Datasets
No need to download common datasets yourselves!
On the Umbrella Cluster, we maintain a list of datasets frequently used to either train or benchmark a model, usually in the context of machine learning. Instead of occupying space on your own space or waiting for the download of the data to finish to your own space, freely use the available datasets at the dataset folder on Umbrella Cluster.
List of available datasets
Name | Versions | Free access | Path | License | References |
---|---|---|---|---|---|
ADE20K | 2021-17-01 | ✓ | /dataset/ADE20K | ADE20K license | Website |
Note: the ADE20K dataset must be unzipped before use.
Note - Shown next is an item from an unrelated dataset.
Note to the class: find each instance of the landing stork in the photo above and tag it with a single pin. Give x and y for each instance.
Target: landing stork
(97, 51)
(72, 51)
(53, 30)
E.g.: datadir=$TMPDIR/ade20k # <-- use this in jobs (and Open OnDemand interactive; and through salloc, srun) datadir=/scratch-shared/$USER/ade20k # <-- use this in interactive sessions mkdir $datadir unzip /dataset/ADE20K/ADE20K.zip -d $datadir | |||||
AlphaFold | 2.3.1 | ✓ | /dataset/AlphaFold Related module: module load AlphaFold/2.3.1-foss-2022a | Apache 2.0 | GitHub |
Note: AlphaFold has a related module: module load AlphaFold/2.3.1-foss-2022a | |||||
CAMELYON16 | — | ✓ | /dataset/CAMELYON16 | CC0 1.0 | Website |
CIFAR-10 | — | ✓ | /dataset/CIFAR-10 | See website | Website |
MNIST | — | ✓ | /dataset/MNIST | CC BY-SA 4.0 | Website |
Dataset or model not listed?
If the dataset or model is missing, it can be downloaded or uploaded to Umbrella Cluster. Please contact us if you think other people would also use this model or dataset, we can then add a copy of this to the public model and dataset space. This way, we alleviate having many duplicates of models or datasets on the system and users needing to download or uploaded from external sources. Of course, if your dataset or model is proprietary or privacy-sensitive, this does not apply.
Getting access to restricted datasets and models
Some datasets and models are not accessible by default on the Umbrella Cluster, because they require explicit acceptance of a license or agreeing to a terms of use on the website of the dataset or model provider.
If you would like to access these datasets or models on the Umbrella Cluster, please contact the system administrators with a screenshot of the dataset or model provider giving you access to the data.
Even if access to a datasets is not restricted, it usually still has a license and a terms of conduct. By using the dataset or model you are agreeing to both the license and the terms of conduct.